Surely the authentication-authorisation split is unhelpful to the twin causes of Internet security and privacy. It exposes to theft more breeder identity information than is generally necessary, and it enables otherwise dispirate business to be joined up. The sooner we cement a new simplifying assumption the better: in most routine transactions, authorisation and not identity is all that matters.

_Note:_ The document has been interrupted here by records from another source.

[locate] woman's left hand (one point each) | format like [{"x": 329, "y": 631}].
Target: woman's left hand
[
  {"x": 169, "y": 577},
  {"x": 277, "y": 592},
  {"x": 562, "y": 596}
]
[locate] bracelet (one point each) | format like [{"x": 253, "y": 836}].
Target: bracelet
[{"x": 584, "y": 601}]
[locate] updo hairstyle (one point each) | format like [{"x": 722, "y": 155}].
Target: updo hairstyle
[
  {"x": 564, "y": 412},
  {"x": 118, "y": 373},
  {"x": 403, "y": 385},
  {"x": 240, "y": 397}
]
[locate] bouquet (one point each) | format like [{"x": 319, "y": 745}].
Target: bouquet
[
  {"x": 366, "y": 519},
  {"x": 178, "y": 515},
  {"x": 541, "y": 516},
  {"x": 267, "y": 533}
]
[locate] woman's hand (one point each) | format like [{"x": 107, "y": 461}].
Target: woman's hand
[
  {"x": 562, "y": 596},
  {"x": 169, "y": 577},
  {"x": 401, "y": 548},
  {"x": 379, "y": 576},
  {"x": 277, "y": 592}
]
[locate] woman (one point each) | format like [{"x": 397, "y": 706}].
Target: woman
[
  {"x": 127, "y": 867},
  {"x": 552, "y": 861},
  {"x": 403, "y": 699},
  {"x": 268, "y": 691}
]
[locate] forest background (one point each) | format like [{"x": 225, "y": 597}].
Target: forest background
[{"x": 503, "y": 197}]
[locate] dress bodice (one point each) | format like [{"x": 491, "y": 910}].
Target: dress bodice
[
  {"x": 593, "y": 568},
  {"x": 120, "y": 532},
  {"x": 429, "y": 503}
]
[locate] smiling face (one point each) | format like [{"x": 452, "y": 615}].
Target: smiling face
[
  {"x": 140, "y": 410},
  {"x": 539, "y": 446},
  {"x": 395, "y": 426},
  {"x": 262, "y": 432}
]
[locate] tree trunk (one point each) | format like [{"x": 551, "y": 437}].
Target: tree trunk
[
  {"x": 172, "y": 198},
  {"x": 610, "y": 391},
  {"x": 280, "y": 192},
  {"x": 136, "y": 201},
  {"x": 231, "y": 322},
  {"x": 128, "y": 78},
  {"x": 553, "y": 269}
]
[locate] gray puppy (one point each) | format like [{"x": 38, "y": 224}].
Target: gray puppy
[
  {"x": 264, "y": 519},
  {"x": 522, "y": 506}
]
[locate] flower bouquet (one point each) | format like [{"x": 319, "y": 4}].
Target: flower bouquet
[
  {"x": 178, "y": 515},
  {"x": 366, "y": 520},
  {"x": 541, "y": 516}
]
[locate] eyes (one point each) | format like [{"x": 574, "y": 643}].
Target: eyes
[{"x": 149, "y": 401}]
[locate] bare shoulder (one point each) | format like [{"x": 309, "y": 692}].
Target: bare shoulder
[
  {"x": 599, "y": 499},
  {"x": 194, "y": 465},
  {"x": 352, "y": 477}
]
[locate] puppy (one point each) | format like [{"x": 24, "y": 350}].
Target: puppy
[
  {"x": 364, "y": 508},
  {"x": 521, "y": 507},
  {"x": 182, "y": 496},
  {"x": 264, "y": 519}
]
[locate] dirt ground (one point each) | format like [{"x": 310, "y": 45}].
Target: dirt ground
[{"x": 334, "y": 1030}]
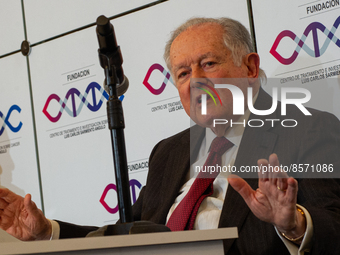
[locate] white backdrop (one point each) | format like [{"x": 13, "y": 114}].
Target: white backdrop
[
  {"x": 18, "y": 163},
  {"x": 73, "y": 143},
  {"x": 298, "y": 41}
]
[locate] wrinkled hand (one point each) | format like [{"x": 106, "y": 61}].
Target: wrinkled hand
[
  {"x": 275, "y": 199},
  {"x": 21, "y": 218}
]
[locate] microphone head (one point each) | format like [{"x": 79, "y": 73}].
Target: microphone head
[{"x": 121, "y": 88}]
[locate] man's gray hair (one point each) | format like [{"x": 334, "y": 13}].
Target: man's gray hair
[{"x": 236, "y": 38}]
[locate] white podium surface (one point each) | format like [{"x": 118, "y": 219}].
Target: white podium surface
[{"x": 184, "y": 242}]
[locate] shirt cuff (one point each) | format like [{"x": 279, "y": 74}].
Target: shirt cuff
[
  {"x": 307, "y": 239},
  {"x": 55, "y": 230}
]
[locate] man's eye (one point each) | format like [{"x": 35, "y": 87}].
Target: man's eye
[
  {"x": 182, "y": 74},
  {"x": 209, "y": 64}
]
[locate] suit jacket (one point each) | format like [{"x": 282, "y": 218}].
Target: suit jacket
[{"x": 315, "y": 140}]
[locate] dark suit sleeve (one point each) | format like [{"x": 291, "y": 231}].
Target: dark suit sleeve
[{"x": 321, "y": 196}]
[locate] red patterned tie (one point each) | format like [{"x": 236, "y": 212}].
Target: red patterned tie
[{"x": 185, "y": 213}]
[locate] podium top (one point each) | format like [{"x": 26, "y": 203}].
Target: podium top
[{"x": 92, "y": 243}]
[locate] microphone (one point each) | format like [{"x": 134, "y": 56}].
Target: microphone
[{"x": 110, "y": 55}]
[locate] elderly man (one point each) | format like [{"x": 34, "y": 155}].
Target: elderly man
[{"x": 273, "y": 215}]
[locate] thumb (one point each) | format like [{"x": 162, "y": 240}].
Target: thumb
[
  {"x": 29, "y": 205},
  {"x": 242, "y": 187}
]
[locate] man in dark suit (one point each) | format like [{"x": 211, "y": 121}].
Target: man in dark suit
[{"x": 272, "y": 216}]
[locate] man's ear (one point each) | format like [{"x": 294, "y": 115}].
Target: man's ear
[{"x": 252, "y": 61}]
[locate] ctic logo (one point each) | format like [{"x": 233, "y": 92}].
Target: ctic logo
[
  {"x": 7, "y": 122},
  {"x": 317, "y": 51},
  {"x": 74, "y": 112},
  {"x": 239, "y": 102},
  {"x": 133, "y": 184},
  {"x": 166, "y": 79}
]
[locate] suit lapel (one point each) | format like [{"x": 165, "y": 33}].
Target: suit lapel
[{"x": 176, "y": 172}]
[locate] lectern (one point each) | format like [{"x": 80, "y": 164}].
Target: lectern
[{"x": 193, "y": 242}]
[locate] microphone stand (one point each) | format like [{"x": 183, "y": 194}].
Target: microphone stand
[{"x": 116, "y": 124}]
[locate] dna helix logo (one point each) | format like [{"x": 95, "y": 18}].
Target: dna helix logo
[
  {"x": 70, "y": 95},
  {"x": 133, "y": 184},
  {"x": 166, "y": 79},
  {"x": 7, "y": 122},
  {"x": 313, "y": 29}
]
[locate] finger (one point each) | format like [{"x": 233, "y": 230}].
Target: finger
[
  {"x": 263, "y": 167},
  {"x": 8, "y": 195},
  {"x": 242, "y": 187},
  {"x": 279, "y": 177},
  {"x": 29, "y": 204},
  {"x": 3, "y": 204},
  {"x": 292, "y": 190}
]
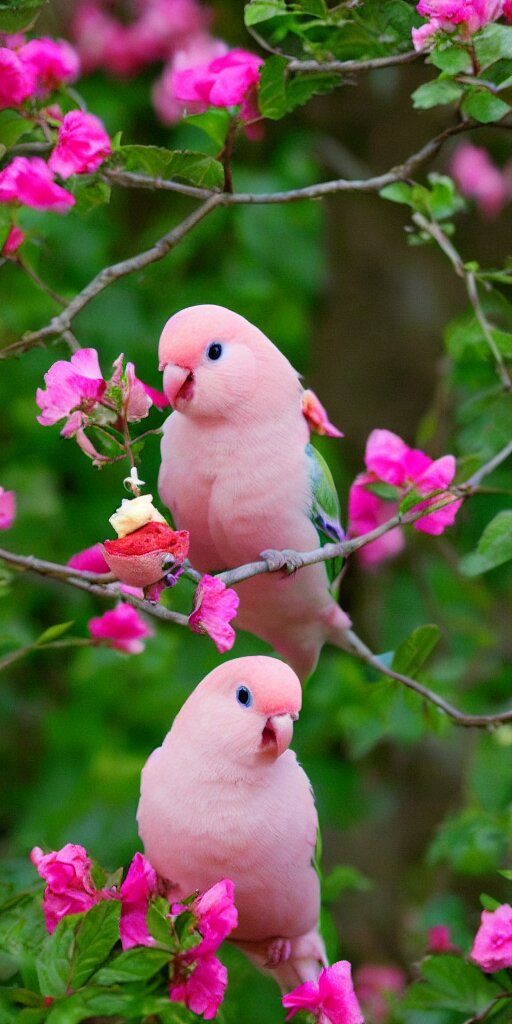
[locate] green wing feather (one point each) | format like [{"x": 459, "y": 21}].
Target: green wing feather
[{"x": 325, "y": 512}]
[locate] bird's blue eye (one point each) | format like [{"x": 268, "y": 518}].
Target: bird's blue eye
[
  {"x": 244, "y": 696},
  {"x": 214, "y": 350}
]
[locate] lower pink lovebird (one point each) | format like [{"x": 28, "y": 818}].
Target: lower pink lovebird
[
  {"x": 224, "y": 797},
  {"x": 239, "y": 473}
]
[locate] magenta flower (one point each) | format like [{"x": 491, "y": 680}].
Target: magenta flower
[
  {"x": 70, "y": 887},
  {"x": 69, "y": 385},
  {"x": 376, "y": 985},
  {"x": 16, "y": 81},
  {"x": 316, "y": 416},
  {"x": 30, "y": 181},
  {"x": 390, "y": 461},
  {"x": 465, "y": 16},
  {"x": 227, "y": 81},
  {"x": 216, "y": 915},
  {"x": 7, "y": 508},
  {"x": 137, "y": 889},
  {"x": 332, "y": 998},
  {"x": 493, "y": 943},
  {"x": 479, "y": 178},
  {"x": 204, "y": 989},
  {"x": 52, "y": 62},
  {"x": 214, "y": 606},
  {"x": 122, "y": 629},
  {"x": 82, "y": 145}
]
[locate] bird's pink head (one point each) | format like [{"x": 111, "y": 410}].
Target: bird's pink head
[
  {"x": 243, "y": 712},
  {"x": 214, "y": 360}
]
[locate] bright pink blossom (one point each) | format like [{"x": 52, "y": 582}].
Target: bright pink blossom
[
  {"x": 30, "y": 181},
  {"x": 122, "y": 628},
  {"x": 16, "y": 81},
  {"x": 69, "y": 385},
  {"x": 135, "y": 892},
  {"x": 479, "y": 178},
  {"x": 14, "y": 239},
  {"x": 227, "y": 81},
  {"x": 216, "y": 915},
  {"x": 70, "y": 887},
  {"x": 493, "y": 943},
  {"x": 7, "y": 508},
  {"x": 316, "y": 416},
  {"x": 214, "y": 606},
  {"x": 204, "y": 989},
  {"x": 331, "y": 998},
  {"x": 465, "y": 16},
  {"x": 376, "y": 984},
  {"x": 82, "y": 145},
  {"x": 52, "y": 61}
]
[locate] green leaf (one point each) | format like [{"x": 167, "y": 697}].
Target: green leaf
[
  {"x": 414, "y": 651},
  {"x": 436, "y": 93},
  {"x": 494, "y": 548},
  {"x": 138, "y": 964},
  {"x": 483, "y": 107},
  {"x": 262, "y": 10},
  {"x": 272, "y": 99},
  {"x": 53, "y": 632},
  {"x": 95, "y": 936},
  {"x": 195, "y": 168}
]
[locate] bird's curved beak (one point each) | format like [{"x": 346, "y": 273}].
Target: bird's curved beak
[
  {"x": 178, "y": 383},
  {"x": 278, "y": 733}
]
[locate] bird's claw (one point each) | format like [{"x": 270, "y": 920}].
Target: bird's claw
[
  {"x": 289, "y": 560},
  {"x": 278, "y": 951}
]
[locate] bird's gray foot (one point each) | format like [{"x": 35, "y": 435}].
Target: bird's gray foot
[
  {"x": 289, "y": 560},
  {"x": 278, "y": 951}
]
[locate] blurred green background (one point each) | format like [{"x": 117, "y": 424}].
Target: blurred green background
[{"x": 419, "y": 809}]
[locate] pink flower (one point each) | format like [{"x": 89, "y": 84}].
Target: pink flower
[
  {"x": 375, "y": 983},
  {"x": 493, "y": 943},
  {"x": 122, "y": 629},
  {"x": 479, "y": 178},
  {"x": 204, "y": 989},
  {"x": 448, "y": 15},
  {"x": 216, "y": 915},
  {"x": 316, "y": 416},
  {"x": 82, "y": 145},
  {"x": 52, "y": 62},
  {"x": 214, "y": 606},
  {"x": 14, "y": 239},
  {"x": 439, "y": 941},
  {"x": 332, "y": 998},
  {"x": 70, "y": 888},
  {"x": 30, "y": 181},
  {"x": 90, "y": 560},
  {"x": 227, "y": 81},
  {"x": 390, "y": 461},
  {"x": 137, "y": 888},
  {"x": 16, "y": 81},
  {"x": 7, "y": 508},
  {"x": 69, "y": 385}
]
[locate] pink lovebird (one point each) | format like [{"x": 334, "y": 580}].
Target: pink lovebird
[
  {"x": 239, "y": 472},
  {"x": 224, "y": 797}
]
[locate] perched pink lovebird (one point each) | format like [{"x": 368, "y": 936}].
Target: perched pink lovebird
[
  {"x": 238, "y": 471},
  {"x": 224, "y": 797}
]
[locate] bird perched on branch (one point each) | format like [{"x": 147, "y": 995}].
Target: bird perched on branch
[
  {"x": 224, "y": 797},
  {"x": 239, "y": 472}
]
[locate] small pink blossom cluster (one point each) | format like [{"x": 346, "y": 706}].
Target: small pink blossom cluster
[
  {"x": 391, "y": 462},
  {"x": 479, "y": 178},
  {"x": 461, "y": 16},
  {"x": 199, "y": 979},
  {"x": 331, "y": 998},
  {"x": 77, "y": 391}
]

Better clarity follows about what the real problem is with digital identity. For the most part, our important business attributes (and the ones that are most prone to ID, like account numbers, social security numbers and government identifiers) are grounded in conventional real world rules. They are issued by bricks-and-mortar institutions, and used online. The main problem is not with existing identity issuance processes; it's with the way perfectly good identities once issued are so vulnerable online. We usually present our ids as simple alphanumeric data, which are passed around through the matrix without any checks on their pedigree. So the real challenge is to preserve the integrity, authenticity and pedigree of the different identities we already have when we exercise them online. This is actually a straightforward technical issue, with readily available solutions using ordinary asymmetric cryptography. It is not at all necessary to engineer a whole new identity paradigm, changing the time-honored conventions by which meaningful context-specific identities are issued. We simply need to take the recognised identities we already have and convey them in a smarter way online.